85. Et ces Religieux de l’assemblée, ainsi que les Religieuses, qui étaient arrivé à l’excellent et suprême état de Bôdhi, en nombre aussi considérable que celui des sables du Gange, s’appliquèrent sous l’enseignement de ce Sugata.

86. Et le Religieux qui était alors interprète de la loi, Varaprabha, par lequel avait été possédée la bonne loi, exposa cette loi suprême sous l’enseignement de ce Sugata, pendant quatre-vingts moyens Kalpas complets.

87. Il eut huit cents disciples, qu’il conduisit tous alors à la maturité, et par eux furent vus plusieurs kôtis de Buddhas, de grands Richis qui reçurent leurs hommages.

88. Alors, après avoir accompli les devoirs de la conduite religieuse, qui sont entre eux dans un parfait accord, ils devinrent Buddhas dans un grand nombre d’univers ; ils se succédèrent immédiatement les uns aux autres, et s’annoncèrent successivement qu’ils étaient destinés à parvenir à l’état suprême de Buddha.

89. De ces Buddhas qui se succédèrent les uns aux autres, Dîpamkara fut le dernier ; ce fut un Dêva supérieur aux Dêvas ; il fut honoré par l’assemblée des Richis, et disciplina des milliers de kôtis d’êtres vivants.

90. Pendant le temps que ce fils de Sugata, Varaprabha, exposait la loi, il eut un disciple paresseux et plein de cupidité, qui recherchait et le gain et la science.

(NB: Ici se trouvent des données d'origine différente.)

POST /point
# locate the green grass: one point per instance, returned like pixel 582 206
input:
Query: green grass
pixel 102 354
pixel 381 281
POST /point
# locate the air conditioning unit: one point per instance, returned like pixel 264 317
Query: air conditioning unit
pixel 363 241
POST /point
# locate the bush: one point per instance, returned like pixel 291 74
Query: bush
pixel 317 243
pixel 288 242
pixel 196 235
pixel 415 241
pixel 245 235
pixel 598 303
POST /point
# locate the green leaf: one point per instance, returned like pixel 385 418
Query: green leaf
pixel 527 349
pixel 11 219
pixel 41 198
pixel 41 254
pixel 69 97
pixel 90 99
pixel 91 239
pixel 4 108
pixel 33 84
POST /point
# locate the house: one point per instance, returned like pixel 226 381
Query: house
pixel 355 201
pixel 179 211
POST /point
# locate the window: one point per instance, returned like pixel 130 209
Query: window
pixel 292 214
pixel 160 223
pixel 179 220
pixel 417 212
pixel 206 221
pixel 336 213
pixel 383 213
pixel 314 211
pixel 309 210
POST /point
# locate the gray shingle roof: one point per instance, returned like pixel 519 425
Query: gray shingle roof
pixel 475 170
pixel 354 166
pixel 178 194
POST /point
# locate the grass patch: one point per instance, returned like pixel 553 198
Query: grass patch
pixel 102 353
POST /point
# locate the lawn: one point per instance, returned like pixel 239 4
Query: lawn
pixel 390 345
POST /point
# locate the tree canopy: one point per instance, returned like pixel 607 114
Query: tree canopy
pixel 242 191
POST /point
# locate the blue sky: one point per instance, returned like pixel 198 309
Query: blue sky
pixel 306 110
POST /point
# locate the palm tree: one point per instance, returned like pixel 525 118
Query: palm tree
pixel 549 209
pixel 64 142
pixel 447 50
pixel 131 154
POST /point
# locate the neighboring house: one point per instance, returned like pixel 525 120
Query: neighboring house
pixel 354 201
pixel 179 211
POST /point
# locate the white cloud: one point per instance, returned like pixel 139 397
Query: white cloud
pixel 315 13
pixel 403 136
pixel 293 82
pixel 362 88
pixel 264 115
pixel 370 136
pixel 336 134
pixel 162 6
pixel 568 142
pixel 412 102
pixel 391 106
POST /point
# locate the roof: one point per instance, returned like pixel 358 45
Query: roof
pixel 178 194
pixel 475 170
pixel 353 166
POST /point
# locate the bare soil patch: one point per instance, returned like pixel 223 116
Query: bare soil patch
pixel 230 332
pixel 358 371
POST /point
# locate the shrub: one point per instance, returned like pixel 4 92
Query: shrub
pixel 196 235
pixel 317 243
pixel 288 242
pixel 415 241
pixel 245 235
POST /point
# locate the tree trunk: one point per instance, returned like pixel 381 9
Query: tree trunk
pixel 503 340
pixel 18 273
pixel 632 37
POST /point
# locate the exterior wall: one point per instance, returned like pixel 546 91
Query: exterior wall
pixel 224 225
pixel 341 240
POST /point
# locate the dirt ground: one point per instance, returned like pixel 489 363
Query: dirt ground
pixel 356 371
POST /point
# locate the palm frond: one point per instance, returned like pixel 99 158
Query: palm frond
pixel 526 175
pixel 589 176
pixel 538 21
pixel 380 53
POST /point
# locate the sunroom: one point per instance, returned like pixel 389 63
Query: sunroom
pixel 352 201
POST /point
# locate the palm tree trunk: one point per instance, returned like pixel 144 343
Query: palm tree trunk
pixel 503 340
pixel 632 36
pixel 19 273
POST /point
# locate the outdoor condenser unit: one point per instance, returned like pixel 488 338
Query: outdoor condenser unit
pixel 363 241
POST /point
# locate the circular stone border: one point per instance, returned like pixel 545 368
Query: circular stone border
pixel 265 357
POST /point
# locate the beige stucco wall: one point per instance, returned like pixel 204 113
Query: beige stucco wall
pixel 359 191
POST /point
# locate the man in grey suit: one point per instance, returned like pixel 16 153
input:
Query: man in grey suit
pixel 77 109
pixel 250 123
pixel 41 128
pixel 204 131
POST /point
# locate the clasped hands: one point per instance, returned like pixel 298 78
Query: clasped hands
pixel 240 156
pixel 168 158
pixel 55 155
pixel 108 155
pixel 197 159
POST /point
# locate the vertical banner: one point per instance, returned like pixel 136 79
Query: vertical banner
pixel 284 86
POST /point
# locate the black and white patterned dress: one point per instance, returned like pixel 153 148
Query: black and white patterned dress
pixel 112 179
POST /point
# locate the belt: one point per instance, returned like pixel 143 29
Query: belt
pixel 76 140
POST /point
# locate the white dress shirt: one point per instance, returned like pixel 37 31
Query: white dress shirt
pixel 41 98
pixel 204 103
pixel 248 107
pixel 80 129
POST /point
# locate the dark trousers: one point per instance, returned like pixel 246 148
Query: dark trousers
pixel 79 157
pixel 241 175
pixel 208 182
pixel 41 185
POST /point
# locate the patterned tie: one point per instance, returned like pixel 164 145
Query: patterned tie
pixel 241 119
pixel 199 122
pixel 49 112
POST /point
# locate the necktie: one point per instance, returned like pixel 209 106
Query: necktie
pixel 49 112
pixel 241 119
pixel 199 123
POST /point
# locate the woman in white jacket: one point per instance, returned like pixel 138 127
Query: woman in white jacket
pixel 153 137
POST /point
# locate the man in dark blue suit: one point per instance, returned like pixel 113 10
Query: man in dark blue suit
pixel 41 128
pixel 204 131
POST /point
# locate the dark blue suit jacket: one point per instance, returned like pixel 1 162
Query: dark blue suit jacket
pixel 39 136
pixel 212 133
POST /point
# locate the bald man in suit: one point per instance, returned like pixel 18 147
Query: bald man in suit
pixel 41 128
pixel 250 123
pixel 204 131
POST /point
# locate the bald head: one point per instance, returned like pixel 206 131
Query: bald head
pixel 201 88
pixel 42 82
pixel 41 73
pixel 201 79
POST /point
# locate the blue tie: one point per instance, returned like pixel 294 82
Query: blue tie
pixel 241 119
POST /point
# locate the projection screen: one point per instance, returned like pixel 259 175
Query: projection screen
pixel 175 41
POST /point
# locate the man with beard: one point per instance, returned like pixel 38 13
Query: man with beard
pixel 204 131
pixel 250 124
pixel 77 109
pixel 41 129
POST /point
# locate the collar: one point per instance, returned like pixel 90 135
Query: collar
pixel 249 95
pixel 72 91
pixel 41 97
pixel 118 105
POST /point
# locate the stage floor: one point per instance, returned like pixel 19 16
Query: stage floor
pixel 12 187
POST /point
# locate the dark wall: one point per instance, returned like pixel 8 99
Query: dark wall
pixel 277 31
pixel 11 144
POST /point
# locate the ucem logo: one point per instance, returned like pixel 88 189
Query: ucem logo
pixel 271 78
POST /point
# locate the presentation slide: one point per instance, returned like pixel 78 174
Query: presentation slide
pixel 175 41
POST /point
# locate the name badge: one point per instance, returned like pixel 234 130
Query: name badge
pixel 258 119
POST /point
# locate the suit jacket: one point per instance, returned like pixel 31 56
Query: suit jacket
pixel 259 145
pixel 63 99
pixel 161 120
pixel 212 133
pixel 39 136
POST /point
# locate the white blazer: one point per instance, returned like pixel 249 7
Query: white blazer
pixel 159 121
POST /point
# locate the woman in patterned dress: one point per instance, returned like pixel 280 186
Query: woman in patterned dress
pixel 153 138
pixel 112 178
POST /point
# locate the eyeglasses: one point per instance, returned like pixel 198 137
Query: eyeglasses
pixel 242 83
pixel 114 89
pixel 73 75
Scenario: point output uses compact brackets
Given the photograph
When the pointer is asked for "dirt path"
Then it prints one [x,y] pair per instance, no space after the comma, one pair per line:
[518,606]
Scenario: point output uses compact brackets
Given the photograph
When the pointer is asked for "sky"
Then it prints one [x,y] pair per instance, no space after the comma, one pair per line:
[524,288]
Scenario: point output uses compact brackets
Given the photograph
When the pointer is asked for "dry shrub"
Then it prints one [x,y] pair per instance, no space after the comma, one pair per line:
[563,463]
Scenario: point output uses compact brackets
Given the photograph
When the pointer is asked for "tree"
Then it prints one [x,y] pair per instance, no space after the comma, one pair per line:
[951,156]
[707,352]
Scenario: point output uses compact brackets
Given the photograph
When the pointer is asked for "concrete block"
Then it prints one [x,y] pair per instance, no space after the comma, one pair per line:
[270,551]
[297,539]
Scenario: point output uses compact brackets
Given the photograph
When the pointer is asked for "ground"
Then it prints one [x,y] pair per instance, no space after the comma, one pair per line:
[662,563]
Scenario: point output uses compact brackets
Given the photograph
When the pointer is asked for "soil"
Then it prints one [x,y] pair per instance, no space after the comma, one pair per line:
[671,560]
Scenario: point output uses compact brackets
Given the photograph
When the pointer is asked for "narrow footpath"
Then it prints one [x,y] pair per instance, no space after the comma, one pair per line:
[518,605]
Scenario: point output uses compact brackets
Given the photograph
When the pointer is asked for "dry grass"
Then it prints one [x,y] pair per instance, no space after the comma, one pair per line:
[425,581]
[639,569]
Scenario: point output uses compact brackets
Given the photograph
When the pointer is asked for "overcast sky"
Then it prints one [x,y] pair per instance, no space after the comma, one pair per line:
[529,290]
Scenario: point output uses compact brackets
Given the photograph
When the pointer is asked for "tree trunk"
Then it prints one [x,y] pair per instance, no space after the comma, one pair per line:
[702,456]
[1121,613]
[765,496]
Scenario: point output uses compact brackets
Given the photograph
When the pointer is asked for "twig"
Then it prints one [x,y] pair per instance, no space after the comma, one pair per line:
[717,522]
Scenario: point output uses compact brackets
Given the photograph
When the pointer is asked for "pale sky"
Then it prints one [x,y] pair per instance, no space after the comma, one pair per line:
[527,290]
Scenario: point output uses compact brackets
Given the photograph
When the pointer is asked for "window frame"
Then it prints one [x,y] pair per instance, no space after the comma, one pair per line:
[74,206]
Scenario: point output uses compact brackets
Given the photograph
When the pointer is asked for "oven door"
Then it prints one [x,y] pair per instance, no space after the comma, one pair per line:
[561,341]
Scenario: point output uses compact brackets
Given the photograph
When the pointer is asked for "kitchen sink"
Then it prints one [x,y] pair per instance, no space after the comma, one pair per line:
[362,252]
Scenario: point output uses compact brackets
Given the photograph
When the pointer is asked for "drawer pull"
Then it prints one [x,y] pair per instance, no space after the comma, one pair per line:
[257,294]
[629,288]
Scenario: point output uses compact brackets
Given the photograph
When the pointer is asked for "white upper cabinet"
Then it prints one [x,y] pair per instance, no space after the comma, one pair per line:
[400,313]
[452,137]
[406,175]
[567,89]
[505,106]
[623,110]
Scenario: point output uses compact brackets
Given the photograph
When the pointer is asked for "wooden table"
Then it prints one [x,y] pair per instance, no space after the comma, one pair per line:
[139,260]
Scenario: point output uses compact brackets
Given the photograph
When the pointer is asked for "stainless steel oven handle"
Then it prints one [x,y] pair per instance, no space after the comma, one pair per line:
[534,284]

91. Ce disciple était outre mesure avide de renommée, et il flottait sans cesse d’un objet à un autre ; la lecture et l’enseignement disparaissaient entièrement pour lui sans laisser de trace, au moment même où on les lui exposait.

92. Et son nom était Yaçaskâma, nom sous lequel il était célèbre dans les dix points de l’espace ; mais grâce au mélange de bonnes œuvres qu’il avait accumulées.

93. Il réjouit des milliers de kôtis de Buddhas, et il leur rendit un culte étendu ; il accomplit les devoirs de la conduite religieuse, qui sont entre eux dans un parfait accord, et il vit le Buddha Çâkyasimha.

94. Il sera le dernier [Buddha de notre âge], et il obtiendra l’état suprême et excellent de Bôdhi ; il sera le bienheureux de la race de Mâitrêya ; il disciplinera des milliers de kôtis de créatures.

95. Et ce [disciple] qui était d’un naturel paresseux, pendant l’enseignement du Sugata qui entra dans le Nirvâna complet, c’était toi-même, [ô Mâitrêya ; ] et c’était moi qui alors étais l’interprète de la loi.

96. C’est pour cette raison et pour ce motif qu’aujourd’hui, à la vue d’un miracle de cette espèce, d’un miracle produit par la science de ce Buddha, [et] semblable à celui que j’ai vu jadis pour la première fois,

97. Il est évident [pour moi] que le Chef des Djinas lui-même, doué de la vue complète, que le roi suprême des Çâkyas, qui voit la vérité, désire exposer cette excellente démonstration, que j’ai jadis entendue.

98. Le prodige même accompli aujourd’hui, est un effet de l’habileté dans l’emploi des moyens que possèdent les Chefs [des hommes] ; Çâkyasimha fait une démonstration : il dira quel est le sceau de la nature propre de la loi.

99. Soyez recueillis, pleins de bonnes pensées ; joignez les mains en signe de respect ; celui qui est bon et compatissant pour le monde va parler ; il va faire pleuvoir la pluie sans fin de la loi ; il réjouira ceux qui sont ici à cause de l’état de Bôdhi.

100. Et quant à ceux dans l’esprit de qui s’élève un doute quelconque, qui ont quelque incertitude, quelque perplexité, le savant dissipera tout cela pour ses enfants, qui sont les Bôdhisattvas parvenus ici à l’état de Bôdhi.

  1. Le pic du vautour.
  2. Vénérables.
  3. Auditeurs.
  4. Rois d’un pays.
  5. Rois souverains de la terre.
  6. Rois souverains des quatre îles.